问题
For a side project I started using PDFBox to convert pdf file to image. This is the pdf file I am using to convert to image file https://bitcoin.org/bitcoin.pdf.
This is the code I am using. It is very simple code which calls PDFToImage. But the output jpg image file looks really bad with lot of commas inserted and some overlapping text.

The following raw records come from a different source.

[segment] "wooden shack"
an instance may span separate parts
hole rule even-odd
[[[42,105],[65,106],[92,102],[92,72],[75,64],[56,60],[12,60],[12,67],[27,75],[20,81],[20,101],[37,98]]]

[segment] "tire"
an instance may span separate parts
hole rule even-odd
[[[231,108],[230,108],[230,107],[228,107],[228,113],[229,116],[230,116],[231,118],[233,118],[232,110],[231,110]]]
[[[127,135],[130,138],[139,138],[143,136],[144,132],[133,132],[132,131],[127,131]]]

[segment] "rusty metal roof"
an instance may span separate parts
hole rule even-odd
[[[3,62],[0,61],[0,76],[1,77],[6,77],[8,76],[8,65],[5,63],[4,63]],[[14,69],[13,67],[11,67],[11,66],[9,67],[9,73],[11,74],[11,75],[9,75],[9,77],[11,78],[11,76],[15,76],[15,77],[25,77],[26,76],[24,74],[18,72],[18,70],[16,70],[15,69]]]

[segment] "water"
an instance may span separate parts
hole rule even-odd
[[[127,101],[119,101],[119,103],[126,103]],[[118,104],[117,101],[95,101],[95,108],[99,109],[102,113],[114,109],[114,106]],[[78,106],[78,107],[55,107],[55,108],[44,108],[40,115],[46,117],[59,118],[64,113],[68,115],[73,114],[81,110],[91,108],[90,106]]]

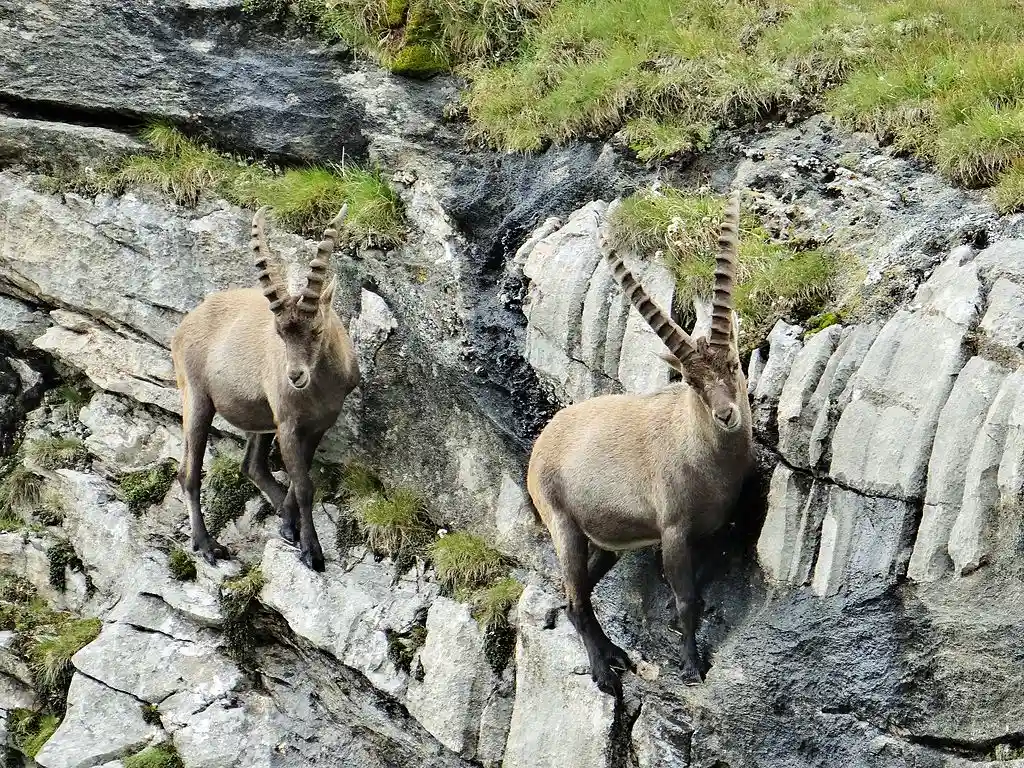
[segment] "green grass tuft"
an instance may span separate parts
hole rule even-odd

String [] args_2 = new String[7];
String pdfPath = "C:\\bitcoin.pdf";
args_2[0] = "-startPage";
args_2[1] = "1";
args_2[2] = "-endPage";
args_2[3] = "1";
args_2[4] = "-outputPrefix";
args_2[5] = "my_image_2";
//args_2[6] = "-resolution";
//args_2[7] = "1000";
args_2[6] = pdfPath;
try {
PDFToImage.main(args_2);
} catch (Exception e) {
// TODO Auto-generated catch block
e.printStackTrace();
}
回答1:
If you look at the logging outputs (maybe you need to activate logging in your environment). you'll see many entries like these (generated using PDFBox 1.8.5):
Jun 16, 2014 8:40:43 AM org.apache.pdfbox.pdmodel.font.PDSimpleFont drawString
Warnung: Changing font on <t> from <Century Schoolbook Fett> to the default font
Jun 16, 2014 8:40:43 AM org.apache.pdfbox.pdmodel.font.PDSimpleFont drawString
Warnung: Changing font on <S> from <Times New Roman> to the default font
Jun 16, 2014 8:40:46 AM org.apache.pdfbox.pdmodel.font.PDSimpleFont drawString
Warnung: Changing font on <c> from <Arial> to the default font
Jun 16, 2014 8:40:52 AM org.apache.pdfbox.pdmodel.font.PDSimpleFont drawString
Warnung: Changing font on <i> from <Courier New> to the default font
So PDFBox uses different fonts than the fonts indicated by the PDF for rendering the text of it. This explains both the lots of commas inserted and the overlapping text:
- different fonts may have different encodings. It looks like your sample PDF uses an encoding which has a comma where the default font assumed by PDFBox has a space character;
- different fonts have different glyph widths. In your sample PDF the different glyph widths cause overlapping text.
This results in

The reason for all this is that PDFBox 1.8.x does not properly support all kinds of fonts for rendering. You might want to try PDFBox 2.0.0-SNAPSHOT, the new PDFBox currently under development, instead. Be aware, though, the classes for rendering have been changed.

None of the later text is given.